Hot Dog Shoppe serves up a bun full of memories
I was all set to write a column about the unabashedly adorable topic of Internet animals, inspired by the story about famous cat superstars, seen above. Besides the challenge of coming up with Lolcat-level punnage, this topic was put on hold after hearing about the death of one of Warren’s most beloved businessmen and a founding father of one of its crowning jewels: The Hot Dog Shoppe.
Paul Trevelline co-founded the mainstay eatery shortly after returning home from World War II. The place was initially a sandwich-and-knickknack joint, but they soon eschewed the knickknacks in favor of food. It became the legendary Hot Dog Shoppe, whose blue roof with the rotating hot dog on top graced our downtown not unlike a delicious Eiffel Tower.
Trevelline and his partner worked hard to keep the Shoppe (don’t forget the “e” – ever) open and thriving for rest of the century and into the next. His hard work did not go unnoticed, as his peers were full of praise of Trevelline and his philanthropic ways. He not only helped provide generations of Warrenites with jobs, guidance (via inspirational quotes on the sign outside) and delicious hot dogs, but he also donated a great deal to local causes.

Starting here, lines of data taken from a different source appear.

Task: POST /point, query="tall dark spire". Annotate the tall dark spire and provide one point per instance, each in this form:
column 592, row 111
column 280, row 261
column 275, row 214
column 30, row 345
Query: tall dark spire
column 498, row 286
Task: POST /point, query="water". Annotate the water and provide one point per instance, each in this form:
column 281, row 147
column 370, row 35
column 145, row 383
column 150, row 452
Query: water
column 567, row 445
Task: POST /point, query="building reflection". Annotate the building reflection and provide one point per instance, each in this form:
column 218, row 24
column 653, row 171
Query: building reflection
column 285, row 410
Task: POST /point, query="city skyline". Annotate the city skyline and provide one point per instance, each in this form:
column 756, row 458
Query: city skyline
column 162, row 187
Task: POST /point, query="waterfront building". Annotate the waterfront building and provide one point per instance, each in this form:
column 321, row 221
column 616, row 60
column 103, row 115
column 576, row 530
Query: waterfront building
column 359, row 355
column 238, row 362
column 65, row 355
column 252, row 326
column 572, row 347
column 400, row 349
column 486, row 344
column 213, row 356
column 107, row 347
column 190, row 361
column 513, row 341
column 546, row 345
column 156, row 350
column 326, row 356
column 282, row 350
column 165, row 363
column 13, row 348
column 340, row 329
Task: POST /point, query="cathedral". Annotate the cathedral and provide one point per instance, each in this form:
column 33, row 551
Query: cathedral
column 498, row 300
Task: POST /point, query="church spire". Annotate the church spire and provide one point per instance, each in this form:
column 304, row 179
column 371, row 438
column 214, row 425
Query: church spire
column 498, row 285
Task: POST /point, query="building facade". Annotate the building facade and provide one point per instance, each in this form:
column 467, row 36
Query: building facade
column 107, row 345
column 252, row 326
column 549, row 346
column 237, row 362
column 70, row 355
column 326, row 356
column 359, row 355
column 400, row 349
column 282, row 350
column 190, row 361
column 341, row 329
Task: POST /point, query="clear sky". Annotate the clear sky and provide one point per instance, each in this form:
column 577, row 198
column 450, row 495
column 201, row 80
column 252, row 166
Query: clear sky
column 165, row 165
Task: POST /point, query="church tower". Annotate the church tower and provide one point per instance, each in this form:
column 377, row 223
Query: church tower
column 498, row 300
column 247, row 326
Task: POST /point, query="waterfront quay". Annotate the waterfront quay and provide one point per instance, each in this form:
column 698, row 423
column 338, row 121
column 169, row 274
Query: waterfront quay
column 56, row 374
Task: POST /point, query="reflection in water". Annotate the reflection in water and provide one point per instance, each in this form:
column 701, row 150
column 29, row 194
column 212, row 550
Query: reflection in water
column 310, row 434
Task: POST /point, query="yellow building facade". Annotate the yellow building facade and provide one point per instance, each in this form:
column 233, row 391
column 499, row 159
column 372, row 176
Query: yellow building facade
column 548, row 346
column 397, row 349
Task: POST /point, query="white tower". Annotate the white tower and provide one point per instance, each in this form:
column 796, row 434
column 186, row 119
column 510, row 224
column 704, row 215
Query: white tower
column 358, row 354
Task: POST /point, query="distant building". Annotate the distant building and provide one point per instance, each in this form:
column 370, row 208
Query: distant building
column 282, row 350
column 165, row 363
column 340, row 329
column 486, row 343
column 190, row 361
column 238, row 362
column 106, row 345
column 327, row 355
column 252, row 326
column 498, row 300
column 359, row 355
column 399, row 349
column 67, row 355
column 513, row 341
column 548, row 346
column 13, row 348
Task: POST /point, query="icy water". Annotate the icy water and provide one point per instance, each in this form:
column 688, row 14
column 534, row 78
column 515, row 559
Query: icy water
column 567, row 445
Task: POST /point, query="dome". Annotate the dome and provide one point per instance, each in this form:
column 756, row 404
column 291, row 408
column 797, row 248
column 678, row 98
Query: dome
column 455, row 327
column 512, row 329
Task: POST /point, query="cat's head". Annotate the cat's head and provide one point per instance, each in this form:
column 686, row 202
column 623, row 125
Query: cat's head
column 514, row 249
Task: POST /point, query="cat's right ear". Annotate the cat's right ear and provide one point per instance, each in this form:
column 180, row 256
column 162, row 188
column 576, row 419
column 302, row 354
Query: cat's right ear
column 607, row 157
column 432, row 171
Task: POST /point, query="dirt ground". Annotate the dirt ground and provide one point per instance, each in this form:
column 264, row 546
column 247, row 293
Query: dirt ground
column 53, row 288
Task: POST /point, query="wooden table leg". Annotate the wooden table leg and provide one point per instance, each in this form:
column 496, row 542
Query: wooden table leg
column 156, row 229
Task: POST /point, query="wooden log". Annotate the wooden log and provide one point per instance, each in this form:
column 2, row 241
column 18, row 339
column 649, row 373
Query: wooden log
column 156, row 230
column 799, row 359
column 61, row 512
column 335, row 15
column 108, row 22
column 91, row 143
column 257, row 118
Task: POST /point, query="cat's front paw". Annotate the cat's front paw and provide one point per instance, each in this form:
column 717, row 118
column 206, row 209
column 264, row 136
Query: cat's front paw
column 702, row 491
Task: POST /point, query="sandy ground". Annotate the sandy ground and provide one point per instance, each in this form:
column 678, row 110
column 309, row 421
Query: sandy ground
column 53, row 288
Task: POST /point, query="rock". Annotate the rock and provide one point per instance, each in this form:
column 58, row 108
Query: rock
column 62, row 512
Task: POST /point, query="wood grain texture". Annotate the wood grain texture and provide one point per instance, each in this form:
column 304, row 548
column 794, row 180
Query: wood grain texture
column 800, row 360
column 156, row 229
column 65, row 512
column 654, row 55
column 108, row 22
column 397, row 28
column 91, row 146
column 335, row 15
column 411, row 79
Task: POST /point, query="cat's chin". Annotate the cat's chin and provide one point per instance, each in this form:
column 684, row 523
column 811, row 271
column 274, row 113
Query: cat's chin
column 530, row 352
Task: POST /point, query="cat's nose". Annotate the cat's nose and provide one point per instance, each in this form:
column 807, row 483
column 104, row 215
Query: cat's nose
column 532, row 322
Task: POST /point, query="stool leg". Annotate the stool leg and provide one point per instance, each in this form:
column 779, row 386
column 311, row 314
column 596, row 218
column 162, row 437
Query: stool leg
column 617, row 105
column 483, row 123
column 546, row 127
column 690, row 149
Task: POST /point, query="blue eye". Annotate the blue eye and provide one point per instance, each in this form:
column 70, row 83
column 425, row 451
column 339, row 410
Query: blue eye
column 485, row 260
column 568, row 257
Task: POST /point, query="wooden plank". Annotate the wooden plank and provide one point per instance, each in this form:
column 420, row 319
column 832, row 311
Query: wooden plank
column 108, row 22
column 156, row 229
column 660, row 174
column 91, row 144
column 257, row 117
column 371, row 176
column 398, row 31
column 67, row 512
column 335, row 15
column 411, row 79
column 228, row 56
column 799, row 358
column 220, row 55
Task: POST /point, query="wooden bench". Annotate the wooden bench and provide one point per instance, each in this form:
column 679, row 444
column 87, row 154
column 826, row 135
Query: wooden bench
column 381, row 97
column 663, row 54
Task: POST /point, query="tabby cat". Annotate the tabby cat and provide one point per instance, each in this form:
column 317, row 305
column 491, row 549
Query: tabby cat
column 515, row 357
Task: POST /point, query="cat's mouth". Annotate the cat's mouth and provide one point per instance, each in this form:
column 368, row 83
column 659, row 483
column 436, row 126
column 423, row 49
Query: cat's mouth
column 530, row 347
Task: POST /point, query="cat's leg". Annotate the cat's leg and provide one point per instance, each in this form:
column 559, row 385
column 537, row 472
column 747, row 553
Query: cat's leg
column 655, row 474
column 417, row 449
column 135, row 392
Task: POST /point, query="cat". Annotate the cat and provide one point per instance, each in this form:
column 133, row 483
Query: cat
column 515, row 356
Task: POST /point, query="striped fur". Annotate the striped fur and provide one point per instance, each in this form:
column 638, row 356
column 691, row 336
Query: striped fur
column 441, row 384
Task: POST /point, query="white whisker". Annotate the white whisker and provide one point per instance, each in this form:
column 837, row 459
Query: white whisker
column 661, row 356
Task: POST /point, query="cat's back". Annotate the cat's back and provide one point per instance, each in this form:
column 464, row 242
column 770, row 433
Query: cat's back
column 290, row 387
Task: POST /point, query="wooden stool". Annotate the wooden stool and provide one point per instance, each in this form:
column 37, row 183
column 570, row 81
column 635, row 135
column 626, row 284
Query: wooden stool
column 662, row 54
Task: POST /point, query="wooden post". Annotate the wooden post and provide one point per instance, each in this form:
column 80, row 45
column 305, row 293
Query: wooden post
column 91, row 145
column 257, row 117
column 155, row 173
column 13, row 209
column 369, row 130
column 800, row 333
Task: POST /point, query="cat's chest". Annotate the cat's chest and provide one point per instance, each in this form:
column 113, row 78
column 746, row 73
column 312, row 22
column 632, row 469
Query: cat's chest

It was nice to see how so many Valley residents united to appreciate the man, and how a simple hot dog joint was such a big part of their lives. On the Tribune website, commenters told stories about working at the restaurant as a teenager, or dining there with family and friends.
My grandmother lived nearby, and we would often go there for lunch – even way back when the Islay’s building was still across the street. I liked to sit at the counter with the spinning chairs as opposed to a booth.

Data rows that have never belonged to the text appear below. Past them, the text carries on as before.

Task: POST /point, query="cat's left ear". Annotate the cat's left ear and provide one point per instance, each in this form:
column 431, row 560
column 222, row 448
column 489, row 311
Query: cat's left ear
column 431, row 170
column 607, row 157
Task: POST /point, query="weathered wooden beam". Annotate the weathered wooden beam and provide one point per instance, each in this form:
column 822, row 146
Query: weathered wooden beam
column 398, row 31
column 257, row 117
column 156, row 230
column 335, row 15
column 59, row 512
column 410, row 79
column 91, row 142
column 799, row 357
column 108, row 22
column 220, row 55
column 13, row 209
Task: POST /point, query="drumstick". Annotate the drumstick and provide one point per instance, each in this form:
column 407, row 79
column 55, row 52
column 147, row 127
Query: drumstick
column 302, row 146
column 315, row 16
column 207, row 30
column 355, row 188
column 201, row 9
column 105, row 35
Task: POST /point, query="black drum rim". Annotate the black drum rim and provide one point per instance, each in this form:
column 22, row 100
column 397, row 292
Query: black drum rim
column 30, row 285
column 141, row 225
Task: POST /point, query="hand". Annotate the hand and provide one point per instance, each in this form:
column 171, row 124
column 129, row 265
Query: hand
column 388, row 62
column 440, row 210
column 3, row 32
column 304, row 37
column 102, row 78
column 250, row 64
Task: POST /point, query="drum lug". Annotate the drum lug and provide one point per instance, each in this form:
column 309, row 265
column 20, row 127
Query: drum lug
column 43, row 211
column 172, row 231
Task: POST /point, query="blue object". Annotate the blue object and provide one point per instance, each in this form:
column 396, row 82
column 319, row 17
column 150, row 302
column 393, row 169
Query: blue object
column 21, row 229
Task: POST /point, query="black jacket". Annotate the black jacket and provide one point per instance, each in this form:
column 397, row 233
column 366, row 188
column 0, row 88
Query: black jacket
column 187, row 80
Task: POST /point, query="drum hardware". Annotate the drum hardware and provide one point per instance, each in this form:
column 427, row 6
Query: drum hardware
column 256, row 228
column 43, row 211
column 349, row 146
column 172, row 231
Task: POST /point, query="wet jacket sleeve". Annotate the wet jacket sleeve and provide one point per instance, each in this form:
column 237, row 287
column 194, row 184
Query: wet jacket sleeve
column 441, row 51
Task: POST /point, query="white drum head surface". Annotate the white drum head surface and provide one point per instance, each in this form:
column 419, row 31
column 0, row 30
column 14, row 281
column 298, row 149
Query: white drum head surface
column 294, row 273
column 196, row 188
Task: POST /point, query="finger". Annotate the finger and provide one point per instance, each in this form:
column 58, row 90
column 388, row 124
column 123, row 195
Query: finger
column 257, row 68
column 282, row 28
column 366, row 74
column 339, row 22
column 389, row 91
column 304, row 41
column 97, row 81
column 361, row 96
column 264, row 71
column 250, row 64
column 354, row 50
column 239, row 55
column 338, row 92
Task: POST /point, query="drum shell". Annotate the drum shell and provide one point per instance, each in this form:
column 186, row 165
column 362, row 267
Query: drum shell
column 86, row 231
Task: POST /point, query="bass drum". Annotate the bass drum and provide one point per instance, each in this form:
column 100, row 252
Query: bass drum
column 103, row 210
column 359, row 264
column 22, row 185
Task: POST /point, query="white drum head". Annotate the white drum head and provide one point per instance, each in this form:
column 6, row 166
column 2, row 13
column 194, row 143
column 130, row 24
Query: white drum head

I remember vividly the painting of the man praying to the hot dog, not knowing it was a parody of a real painting. I wondered why the version in my grandmother’s living room had a loaf of bread instead of a hot dog.
When my dad would bring home HDS for dinner, there was always a tumult as the hot dog orders were sorted out onto separate paper plates. As a picky kid, I would get plain with ketchup. I would eventually learn that chili is the condiment of the gods.
The family fry would be doled out to me, my mom and my brother, and Dad would cart off the remainder of the fries in the takeout box for himself. He would always forget to remove at least one of the little salt packets they throw in the box – I wonder if any of us ever accidentally swallowed one.
I also recall in high school the news of the great Hot Dog Shoppe fire spreading through the halls of Warren G. Harding until fourth period, during biology, someone actually came into the room to say the Hot Dog Shoppe was on fire.
I wouldn’t have been surprised if they sent us all home for the day so we could spend the afternoon smelling downtown in mourning. After it was repaired, I taped a postcard touting the reopening in my locker.
Of course, coming with any discussion about the HDS are everyone’s preferred hot dog orders – I prefer chili and cheese myself. Others like kraut or onions. The family fry MUST have sauce, in my opinion, but sometimes I am in the mood to add cheese.
I posted a picture of the HDS on Facebook after I heard about Trevelline’s death, and everyone began commenting with their hot dog preferences. Local natives who now live out of town expressed their desire for teleportation for the sole purpose of smashing a half dozen.
There was even an argument that has been known to divide Warrenites and non-Warrenites – the Hot Dog Shoppe vs. Jib Jab debate.
People from Girard and Mahoning County are Jib Jab devotees, while I had never visited the Hot Dog Shoppe offshoot until I moved to Youngstown in 2004. Apparently, the sauce is the same, but somehow it tastes different to me. They have no rotating hot dog on top. Perhaps the rotating hot dog powers some sort of chili oven and makes a difference in the taste that only Warrenites can notice.
I’m all for making delicious dogs available across county lines, but I’ll always be loyal to the original location.